RadixSort Class Reference

#include <IceRevisitedRadix.h>

Public Member Functions
	RadixSort ()
	~RadixSort ()
RadixSort &	Sort (const udword *input, udword nb, RadixHint hint=RADIX_SIGNED)
RadixSort &	Sort (const float *input, udword nb)
inline_ const udword *	GetRanks () const
	Access to results. mRanks is a list of indices in sorted order, i.e. in the order you may further process your data. More...
inline_ udword *	GetRecyclable () const
	mIndices2 gets trashed on calling the sort routine, but otherwise you can recycle it the way you want. More...
udword	GetUsedRam () const
inline_ udword	GetNbTotalCalls () const
	Returns the total number of calls to the radix sorter. More...
inline_ udword	GetNbHits () const
	Returns the number of eraly exits due to temporal coherence. More...

Detailed Description

Revisited Radix Sort. This is my new radix routine:

• it uses indices and doesn't recopy the values anymore, hence wasting less ram
• it creates all the histograms in one run instead of four
• it sorts words faster than dwords and bytes faster than words
• it correctly sorts negative floating-point values by patching the offsets
• it automatically takes advantage of temporal coherence
• multiple keys support is a side effect of temporal coherence
• it may be worth recoding in asm... (mainly to use FCOMI, FCMOV, etc) [it's probably memory-bound anyway]

History:

• 08.15.98: very first version
• 04.04.00: recoded for the radix article
• 12.xx.00: code lifting
• 09.18.01: faster CHECK_PASS_VALIDITY thanks to Mark D. Shattuck (who provided other tips, not included here)
• 10.11.01: added local ram support
• 01.20.02: bugfix! In very particular cases the last pass was skipped in the float code-path, leading to incorrect sorting......
• 01.02.02: - "mIndices" renamed => "mRanks". That's a rank sorter after all.
  • ranks are not "reset" anymore, but implicit on first calls
• 07.05.02: - offsets rewritten with one less indirection.
• 11.03.02: - "bool" replaced with RadixHint enum

Author

Pierre Terdiman

Version

1.4

Date

August, 15, 1998

Definition at line 26 of file IceRevisitedRadix.h.

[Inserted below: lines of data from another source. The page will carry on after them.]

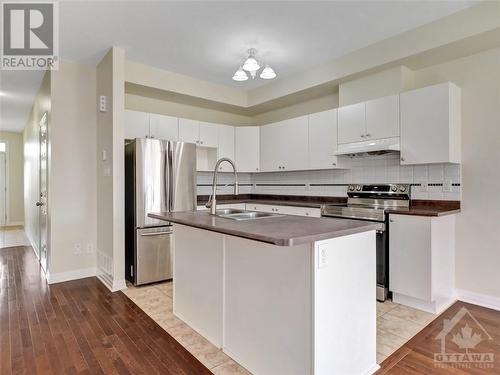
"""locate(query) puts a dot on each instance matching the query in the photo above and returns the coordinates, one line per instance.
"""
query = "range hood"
(375, 146)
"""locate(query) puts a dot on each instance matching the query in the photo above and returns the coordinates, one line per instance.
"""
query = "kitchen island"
(280, 295)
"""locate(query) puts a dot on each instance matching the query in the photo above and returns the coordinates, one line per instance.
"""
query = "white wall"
(72, 179)
(478, 225)
(15, 157)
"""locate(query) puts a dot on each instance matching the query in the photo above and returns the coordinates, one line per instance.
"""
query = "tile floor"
(13, 236)
(396, 324)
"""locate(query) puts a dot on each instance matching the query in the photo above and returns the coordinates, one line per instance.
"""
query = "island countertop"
(283, 230)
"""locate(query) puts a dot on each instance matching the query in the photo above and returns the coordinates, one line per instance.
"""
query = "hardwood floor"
(78, 327)
(81, 327)
(417, 355)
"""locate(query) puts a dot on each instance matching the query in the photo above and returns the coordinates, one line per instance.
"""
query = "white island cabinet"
(304, 309)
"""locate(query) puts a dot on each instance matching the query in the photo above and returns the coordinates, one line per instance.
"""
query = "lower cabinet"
(422, 261)
(285, 210)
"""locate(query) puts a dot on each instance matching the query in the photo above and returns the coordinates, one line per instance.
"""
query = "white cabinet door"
(323, 139)
(430, 125)
(209, 134)
(189, 130)
(382, 117)
(226, 146)
(136, 124)
(247, 148)
(270, 141)
(410, 256)
(164, 127)
(293, 145)
(351, 123)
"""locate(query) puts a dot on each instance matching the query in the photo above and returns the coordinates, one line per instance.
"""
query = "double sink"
(235, 214)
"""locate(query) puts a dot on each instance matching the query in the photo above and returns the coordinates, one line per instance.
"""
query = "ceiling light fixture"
(251, 66)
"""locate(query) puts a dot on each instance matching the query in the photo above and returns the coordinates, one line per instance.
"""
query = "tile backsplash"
(436, 181)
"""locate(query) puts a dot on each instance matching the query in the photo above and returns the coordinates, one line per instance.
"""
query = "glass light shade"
(240, 75)
(268, 73)
(251, 65)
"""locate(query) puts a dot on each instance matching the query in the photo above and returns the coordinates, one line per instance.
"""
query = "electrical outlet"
(447, 186)
(322, 256)
(78, 249)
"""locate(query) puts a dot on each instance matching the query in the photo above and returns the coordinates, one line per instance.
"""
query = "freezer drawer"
(154, 254)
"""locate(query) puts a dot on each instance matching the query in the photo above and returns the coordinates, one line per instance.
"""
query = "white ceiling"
(207, 40)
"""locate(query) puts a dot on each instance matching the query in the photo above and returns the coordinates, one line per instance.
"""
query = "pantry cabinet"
(431, 125)
(247, 148)
(421, 261)
(284, 145)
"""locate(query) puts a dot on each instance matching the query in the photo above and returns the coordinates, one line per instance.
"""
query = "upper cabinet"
(163, 127)
(136, 125)
(226, 146)
(284, 146)
(382, 117)
(209, 134)
(247, 148)
(351, 123)
(323, 140)
(150, 125)
(189, 130)
(374, 119)
(430, 125)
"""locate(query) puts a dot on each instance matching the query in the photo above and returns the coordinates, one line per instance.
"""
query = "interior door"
(43, 202)
(3, 186)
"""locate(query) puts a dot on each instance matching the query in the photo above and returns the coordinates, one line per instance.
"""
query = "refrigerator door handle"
(171, 177)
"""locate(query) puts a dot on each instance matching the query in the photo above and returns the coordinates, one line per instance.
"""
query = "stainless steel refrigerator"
(160, 176)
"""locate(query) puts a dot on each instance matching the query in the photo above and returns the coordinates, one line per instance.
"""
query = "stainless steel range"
(370, 203)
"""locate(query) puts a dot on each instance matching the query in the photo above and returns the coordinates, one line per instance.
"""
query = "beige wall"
(164, 107)
(41, 105)
(110, 172)
(478, 225)
(72, 179)
(15, 156)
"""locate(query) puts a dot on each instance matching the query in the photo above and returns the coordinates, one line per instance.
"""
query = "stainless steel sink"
(247, 215)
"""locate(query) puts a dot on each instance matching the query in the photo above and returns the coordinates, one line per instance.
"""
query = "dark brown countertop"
(429, 208)
(417, 207)
(281, 230)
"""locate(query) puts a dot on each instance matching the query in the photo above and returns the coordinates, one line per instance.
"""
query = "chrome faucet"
(212, 201)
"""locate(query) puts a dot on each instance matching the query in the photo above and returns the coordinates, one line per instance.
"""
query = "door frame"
(7, 182)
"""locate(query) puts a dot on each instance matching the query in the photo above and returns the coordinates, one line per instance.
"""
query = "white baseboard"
(53, 278)
(478, 299)
(112, 285)
(14, 224)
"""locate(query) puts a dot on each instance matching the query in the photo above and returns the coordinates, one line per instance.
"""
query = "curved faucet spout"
(212, 202)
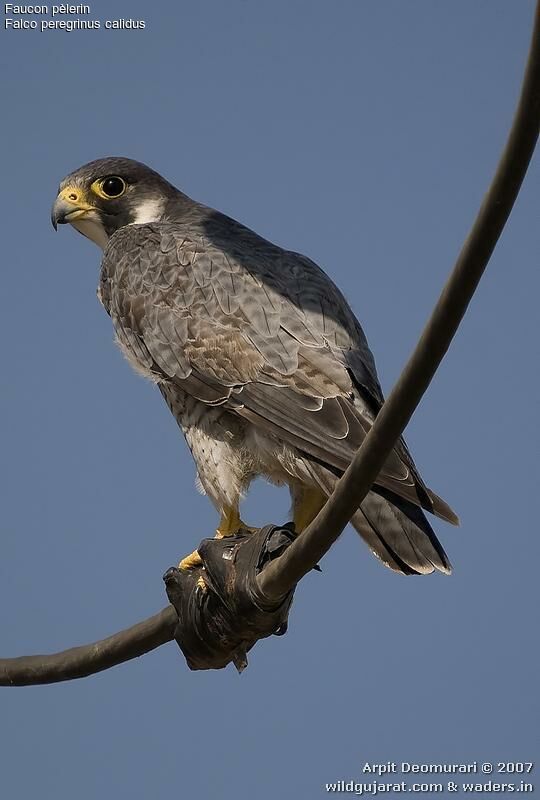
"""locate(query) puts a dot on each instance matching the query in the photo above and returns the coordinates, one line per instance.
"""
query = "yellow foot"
(191, 561)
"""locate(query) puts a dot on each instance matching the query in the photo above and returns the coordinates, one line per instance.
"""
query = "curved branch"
(285, 572)
(78, 662)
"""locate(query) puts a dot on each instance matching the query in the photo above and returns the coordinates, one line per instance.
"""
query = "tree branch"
(78, 662)
(284, 572)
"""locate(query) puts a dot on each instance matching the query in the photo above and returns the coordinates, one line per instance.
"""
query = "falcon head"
(107, 194)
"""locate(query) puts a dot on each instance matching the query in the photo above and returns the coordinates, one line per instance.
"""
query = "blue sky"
(363, 134)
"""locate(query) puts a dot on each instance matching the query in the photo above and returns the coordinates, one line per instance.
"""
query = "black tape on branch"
(220, 623)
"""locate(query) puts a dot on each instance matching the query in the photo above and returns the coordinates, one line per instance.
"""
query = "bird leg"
(306, 505)
(230, 522)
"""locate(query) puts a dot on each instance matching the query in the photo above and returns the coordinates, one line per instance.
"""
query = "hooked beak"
(68, 207)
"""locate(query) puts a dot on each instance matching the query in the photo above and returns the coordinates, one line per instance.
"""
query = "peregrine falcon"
(255, 351)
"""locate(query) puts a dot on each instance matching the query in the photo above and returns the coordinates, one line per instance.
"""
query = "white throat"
(149, 211)
(91, 227)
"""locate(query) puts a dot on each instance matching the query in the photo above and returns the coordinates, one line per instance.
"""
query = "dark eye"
(113, 186)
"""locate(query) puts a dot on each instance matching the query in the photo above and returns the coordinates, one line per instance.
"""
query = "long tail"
(396, 530)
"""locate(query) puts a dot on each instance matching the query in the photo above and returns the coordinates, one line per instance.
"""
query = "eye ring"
(110, 188)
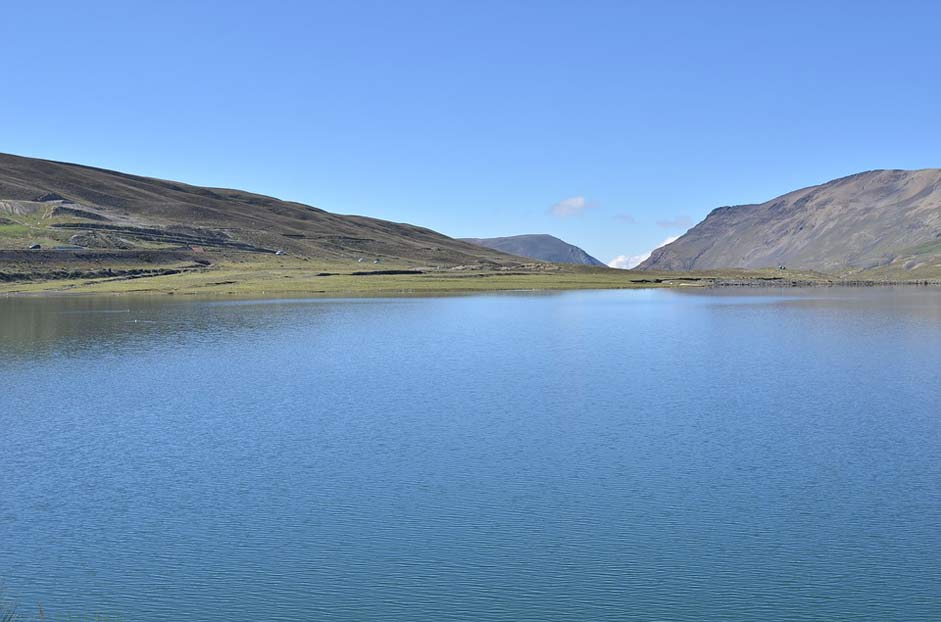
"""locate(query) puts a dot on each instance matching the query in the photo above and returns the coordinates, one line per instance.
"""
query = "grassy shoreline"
(294, 277)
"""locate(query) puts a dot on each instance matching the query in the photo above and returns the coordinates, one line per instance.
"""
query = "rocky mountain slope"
(69, 206)
(877, 220)
(538, 246)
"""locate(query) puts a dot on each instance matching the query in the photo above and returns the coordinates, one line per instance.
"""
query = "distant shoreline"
(295, 277)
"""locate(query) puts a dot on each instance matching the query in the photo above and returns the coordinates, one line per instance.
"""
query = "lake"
(613, 455)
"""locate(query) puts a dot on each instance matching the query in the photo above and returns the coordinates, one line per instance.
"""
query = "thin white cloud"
(626, 262)
(572, 206)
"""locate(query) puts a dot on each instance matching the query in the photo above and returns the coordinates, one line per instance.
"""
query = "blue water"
(629, 455)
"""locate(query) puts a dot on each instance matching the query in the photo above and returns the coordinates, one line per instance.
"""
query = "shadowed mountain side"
(883, 218)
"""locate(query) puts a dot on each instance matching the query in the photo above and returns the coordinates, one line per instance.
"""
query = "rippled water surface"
(634, 455)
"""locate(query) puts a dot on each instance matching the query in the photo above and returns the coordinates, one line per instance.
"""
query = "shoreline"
(287, 279)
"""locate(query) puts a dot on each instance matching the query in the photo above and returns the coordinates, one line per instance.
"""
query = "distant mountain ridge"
(538, 246)
(59, 203)
(878, 219)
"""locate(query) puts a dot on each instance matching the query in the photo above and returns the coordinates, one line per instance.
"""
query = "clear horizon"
(613, 126)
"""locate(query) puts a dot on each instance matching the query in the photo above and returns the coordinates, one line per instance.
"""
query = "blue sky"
(613, 125)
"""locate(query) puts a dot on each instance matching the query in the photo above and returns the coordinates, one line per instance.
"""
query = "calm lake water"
(619, 455)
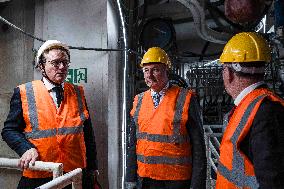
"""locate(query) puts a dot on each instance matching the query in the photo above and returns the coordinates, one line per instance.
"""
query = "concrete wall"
(115, 66)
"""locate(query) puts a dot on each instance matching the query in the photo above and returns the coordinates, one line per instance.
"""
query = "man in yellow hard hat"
(165, 146)
(49, 121)
(251, 152)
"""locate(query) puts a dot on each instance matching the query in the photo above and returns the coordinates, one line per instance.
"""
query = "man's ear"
(231, 75)
(41, 67)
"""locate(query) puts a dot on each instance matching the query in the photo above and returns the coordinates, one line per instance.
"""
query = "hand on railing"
(30, 156)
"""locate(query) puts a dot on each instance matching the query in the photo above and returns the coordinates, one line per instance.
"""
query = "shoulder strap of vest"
(237, 174)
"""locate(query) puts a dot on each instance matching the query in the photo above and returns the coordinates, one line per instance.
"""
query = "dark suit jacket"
(14, 126)
(264, 145)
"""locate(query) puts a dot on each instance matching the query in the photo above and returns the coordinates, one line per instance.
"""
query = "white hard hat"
(50, 44)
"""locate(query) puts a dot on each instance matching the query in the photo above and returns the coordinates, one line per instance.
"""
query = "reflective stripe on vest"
(36, 133)
(237, 174)
(163, 160)
(175, 138)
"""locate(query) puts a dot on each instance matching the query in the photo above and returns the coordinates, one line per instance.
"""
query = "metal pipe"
(74, 177)
(55, 168)
(125, 87)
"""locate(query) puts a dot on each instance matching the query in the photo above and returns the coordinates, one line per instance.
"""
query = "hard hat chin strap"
(248, 70)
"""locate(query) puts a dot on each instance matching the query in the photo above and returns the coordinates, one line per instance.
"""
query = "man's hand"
(30, 156)
(130, 185)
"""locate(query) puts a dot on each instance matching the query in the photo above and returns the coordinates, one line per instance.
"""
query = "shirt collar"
(162, 92)
(247, 91)
(49, 85)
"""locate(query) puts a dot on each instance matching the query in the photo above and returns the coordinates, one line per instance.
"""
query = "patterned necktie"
(156, 99)
(59, 94)
(231, 112)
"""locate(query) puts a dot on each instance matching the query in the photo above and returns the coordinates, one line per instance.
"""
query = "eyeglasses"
(57, 63)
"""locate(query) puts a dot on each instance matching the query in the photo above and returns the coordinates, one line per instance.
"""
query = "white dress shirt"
(161, 93)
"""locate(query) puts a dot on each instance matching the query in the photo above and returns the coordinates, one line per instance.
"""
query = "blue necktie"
(156, 99)
(59, 94)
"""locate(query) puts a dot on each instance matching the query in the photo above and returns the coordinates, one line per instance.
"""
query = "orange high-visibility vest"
(56, 133)
(235, 170)
(163, 146)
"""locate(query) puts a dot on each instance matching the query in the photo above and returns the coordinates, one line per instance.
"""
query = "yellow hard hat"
(246, 47)
(155, 55)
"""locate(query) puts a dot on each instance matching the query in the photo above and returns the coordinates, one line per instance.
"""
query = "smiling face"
(155, 75)
(56, 65)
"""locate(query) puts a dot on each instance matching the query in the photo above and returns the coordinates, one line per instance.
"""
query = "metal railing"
(212, 140)
(59, 180)
(74, 177)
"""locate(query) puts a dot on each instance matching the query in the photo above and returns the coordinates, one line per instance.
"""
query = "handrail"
(55, 168)
(74, 177)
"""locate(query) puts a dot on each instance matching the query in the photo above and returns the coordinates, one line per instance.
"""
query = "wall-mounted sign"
(77, 75)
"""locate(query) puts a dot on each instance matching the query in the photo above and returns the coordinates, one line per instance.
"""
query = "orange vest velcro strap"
(176, 137)
(32, 105)
(237, 175)
(136, 113)
(164, 160)
(178, 111)
(163, 138)
(53, 132)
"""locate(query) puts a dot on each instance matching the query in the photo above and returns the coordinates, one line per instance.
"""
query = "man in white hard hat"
(49, 121)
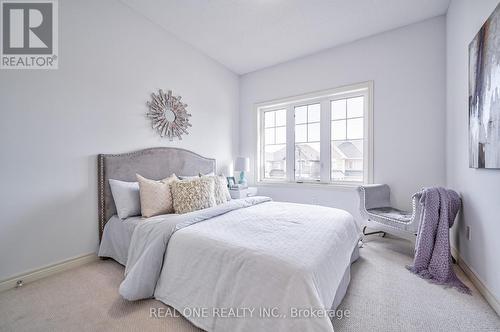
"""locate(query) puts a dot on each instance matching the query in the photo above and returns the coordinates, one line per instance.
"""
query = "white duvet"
(248, 265)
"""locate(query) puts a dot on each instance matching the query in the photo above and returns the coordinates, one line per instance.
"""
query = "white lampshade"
(242, 164)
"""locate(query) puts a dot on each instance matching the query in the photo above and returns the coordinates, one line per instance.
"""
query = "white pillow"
(155, 196)
(126, 197)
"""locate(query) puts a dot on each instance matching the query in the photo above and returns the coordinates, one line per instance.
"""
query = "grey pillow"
(126, 197)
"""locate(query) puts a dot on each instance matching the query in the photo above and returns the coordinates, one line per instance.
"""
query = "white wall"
(407, 66)
(54, 123)
(480, 187)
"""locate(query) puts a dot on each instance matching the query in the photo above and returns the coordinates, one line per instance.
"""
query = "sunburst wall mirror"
(168, 114)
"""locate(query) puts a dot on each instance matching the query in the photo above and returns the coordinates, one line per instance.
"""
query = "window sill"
(343, 186)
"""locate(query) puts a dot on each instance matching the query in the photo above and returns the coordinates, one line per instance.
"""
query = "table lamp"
(242, 165)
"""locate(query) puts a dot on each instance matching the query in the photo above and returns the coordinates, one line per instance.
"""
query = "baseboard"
(47, 271)
(476, 280)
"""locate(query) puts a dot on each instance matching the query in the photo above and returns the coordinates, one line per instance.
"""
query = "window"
(307, 142)
(325, 137)
(347, 139)
(274, 144)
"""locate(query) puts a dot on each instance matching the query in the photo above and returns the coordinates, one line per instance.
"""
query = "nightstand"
(242, 193)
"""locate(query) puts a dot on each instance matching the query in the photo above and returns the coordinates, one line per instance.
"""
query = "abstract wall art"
(484, 95)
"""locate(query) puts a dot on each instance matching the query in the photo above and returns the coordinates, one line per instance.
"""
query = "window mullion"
(325, 158)
(290, 144)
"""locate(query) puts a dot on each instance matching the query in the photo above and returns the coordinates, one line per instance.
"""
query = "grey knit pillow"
(193, 194)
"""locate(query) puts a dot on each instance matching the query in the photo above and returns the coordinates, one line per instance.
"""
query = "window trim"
(324, 97)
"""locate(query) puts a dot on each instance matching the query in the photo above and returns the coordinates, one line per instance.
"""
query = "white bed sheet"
(272, 255)
(117, 235)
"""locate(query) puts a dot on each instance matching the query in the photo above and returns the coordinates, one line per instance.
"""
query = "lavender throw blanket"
(432, 253)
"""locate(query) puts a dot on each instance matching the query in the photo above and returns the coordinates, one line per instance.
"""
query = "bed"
(246, 265)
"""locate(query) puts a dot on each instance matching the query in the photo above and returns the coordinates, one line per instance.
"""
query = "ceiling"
(247, 35)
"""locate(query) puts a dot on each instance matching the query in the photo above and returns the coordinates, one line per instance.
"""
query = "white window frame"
(324, 98)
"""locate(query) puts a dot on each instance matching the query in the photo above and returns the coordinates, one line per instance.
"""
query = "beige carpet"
(382, 296)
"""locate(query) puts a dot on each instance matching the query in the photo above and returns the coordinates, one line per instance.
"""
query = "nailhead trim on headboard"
(101, 176)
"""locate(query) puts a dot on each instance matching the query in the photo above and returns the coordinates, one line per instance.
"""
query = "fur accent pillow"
(193, 194)
(221, 191)
(156, 197)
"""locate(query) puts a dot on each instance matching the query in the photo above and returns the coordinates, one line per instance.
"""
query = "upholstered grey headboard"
(153, 163)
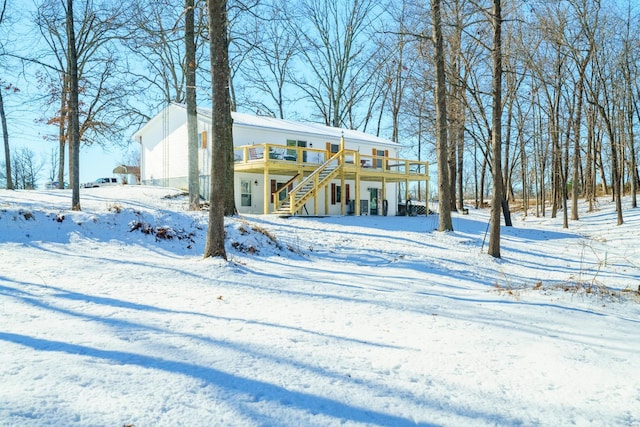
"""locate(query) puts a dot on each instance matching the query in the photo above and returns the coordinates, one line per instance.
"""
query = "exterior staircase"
(309, 186)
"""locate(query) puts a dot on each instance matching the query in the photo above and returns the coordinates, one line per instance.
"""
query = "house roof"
(272, 123)
(303, 128)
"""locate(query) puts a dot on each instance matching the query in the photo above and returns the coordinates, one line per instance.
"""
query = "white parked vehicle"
(101, 182)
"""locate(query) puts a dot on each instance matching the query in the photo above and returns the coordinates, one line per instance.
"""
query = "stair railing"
(295, 202)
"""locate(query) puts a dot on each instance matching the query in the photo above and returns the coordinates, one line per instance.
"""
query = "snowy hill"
(110, 316)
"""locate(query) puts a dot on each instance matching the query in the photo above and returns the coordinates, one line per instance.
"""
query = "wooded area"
(562, 129)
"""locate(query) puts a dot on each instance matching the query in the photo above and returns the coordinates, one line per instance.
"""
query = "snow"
(377, 321)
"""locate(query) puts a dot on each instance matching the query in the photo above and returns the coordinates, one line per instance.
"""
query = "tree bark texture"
(496, 143)
(444, 189)
(221, 126)
(192, 114)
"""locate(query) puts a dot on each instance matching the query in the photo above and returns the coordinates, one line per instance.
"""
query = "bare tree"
(158, 49)
(221, 126)
(5, 138)
(192, 117)
(103, 112)
(333, 38)
(266, 50)
(74, 118)
(496, 144)
(444, 195)
(3, 119)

Constructor & Destructor Documentation

RadixSort::RadixSort

(

)

Constructor.

Definition at line 171 of file IceRevisitedRadix.cpp.

                     : mCurrentSize(0), mRanks(null), mRanks2(null), mTotalCalls(0), mNbHits(0)
{
#ifndef RADIX_LOCAL_RAM
    // Allocate input-independent ram
    mHistogram  = new udword[256*4];
    mOffset     = new udword[256];
#endif
    // Initialize indices
    INVALIDATE_RANKS;
}

RadixSort::~RadixSort

(

)

Destructor.

Definition at line 187 of file IceRevisitedRadix.cpp.

{
    // Release everything
#ifndef RADIX_LOCAL_RAM
    DELETEARRAY(mOffset);
    DELETEARRAY(mHistogram);
#endif
    DELETEARRAY(mRanks2);
    DELETEARRAY(mRanks);
}

Member Function Documentation

inline_ udword RadixSort::GetNbHits ( ) const

inline

Returns the number of eraly exits due to temporal coherence.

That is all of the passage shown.